The fact that it is a browser-specific bug is further corroborated by the obvious fact that all other major browsers —which have a collective market share well over 90% in general, and over 95% among our clients— do work correctly, as well as the fact that this approach has worked just fine even with Firefox in the past.
Moreover, you should note that your market share information is generic. We make decisions based on what our clients use, not what is used in general. It's very different. Otherwise we'd still be idiotically trying to support Internet Explorer and would've already dropped support for PHP 7.4 and 8.0. But we don't write software for the imaginary "average computer user". We write software for a very well-defined subgroup of computer users, therefore we get to support what our clients use. Simple, isn't it?
Further to that, the number of people who use spinner buttons instead of typing a value is infinitesimal compared to the people who actually type in a value. Most people, like yours truly when using my secondary development environment (Linux, Firefox), either type a value in the box, or focus the edit box and use the up/down arrows on their keyboard. Both methods work great even on desktop Firefox, which should tell you a lot about where the bug is and if you don't get it you are not qualified to make comments like the ones you made in this ticket. Therefore, the number of people who are likely to have this problem is negligible. As a matter of fact, you are the only person who has ever reported this issue. So, basically, we are wasting our time talking about how less than 0.01% of users will experience this. Wow, that's pointless!

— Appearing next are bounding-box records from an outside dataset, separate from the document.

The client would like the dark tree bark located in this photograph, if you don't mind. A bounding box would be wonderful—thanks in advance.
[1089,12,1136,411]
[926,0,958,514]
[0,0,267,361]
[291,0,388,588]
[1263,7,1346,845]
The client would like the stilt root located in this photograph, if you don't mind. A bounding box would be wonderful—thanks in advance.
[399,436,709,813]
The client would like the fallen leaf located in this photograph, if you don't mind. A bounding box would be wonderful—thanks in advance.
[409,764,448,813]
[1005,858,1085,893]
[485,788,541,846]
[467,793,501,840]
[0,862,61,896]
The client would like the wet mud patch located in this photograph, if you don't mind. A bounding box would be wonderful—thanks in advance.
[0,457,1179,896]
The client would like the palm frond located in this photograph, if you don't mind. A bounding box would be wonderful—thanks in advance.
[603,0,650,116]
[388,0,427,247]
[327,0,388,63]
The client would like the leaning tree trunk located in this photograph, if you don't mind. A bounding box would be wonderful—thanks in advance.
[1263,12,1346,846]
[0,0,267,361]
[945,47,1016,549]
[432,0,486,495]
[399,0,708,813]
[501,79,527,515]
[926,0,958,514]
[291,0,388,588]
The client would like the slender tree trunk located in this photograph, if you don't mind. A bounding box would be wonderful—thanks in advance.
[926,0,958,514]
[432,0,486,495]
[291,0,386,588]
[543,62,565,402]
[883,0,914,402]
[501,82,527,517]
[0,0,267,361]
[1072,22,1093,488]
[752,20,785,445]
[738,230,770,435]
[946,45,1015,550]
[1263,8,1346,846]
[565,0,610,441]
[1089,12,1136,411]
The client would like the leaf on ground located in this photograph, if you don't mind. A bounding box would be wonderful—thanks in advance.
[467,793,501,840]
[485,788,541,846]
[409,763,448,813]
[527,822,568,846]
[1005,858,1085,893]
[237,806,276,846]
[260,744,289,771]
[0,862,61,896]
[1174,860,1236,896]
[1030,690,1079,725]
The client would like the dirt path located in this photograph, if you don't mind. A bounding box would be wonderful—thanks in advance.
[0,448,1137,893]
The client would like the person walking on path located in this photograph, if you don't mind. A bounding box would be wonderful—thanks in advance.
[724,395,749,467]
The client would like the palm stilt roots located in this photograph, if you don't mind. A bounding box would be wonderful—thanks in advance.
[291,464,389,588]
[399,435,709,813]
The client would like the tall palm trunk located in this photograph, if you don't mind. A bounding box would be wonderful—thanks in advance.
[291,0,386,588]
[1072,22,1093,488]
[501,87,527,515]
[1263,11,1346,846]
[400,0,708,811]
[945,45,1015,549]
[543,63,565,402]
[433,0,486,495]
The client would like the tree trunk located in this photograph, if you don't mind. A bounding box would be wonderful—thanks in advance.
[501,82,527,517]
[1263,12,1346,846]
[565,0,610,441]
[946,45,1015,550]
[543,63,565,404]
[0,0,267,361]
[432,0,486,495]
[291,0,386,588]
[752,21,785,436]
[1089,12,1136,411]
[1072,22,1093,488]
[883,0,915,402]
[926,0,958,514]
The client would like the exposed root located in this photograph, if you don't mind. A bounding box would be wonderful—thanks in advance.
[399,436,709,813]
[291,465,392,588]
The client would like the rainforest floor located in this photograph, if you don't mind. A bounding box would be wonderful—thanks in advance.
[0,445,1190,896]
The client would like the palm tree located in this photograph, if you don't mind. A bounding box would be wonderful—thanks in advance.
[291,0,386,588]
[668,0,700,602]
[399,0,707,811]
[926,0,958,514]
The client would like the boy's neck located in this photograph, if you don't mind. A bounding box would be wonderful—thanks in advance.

I'm sorry that you are one of the two or three people in the world who are affected. However, I am simply not willing to screw over literally everyone else —thousands of users— to appease you. The alternative would be removing client-side validation which would result in many more support tickets about what people would correctly perceive as a problem with Akeeba Backup's interface, and losing many users and paying clients as a result. And all that for what? A browser bug that the browser's maker has documented should not be happening. Sorry, this is not something I am willing to do. It makes no sense from a software development perspective, and it makes no sense from a business perspective.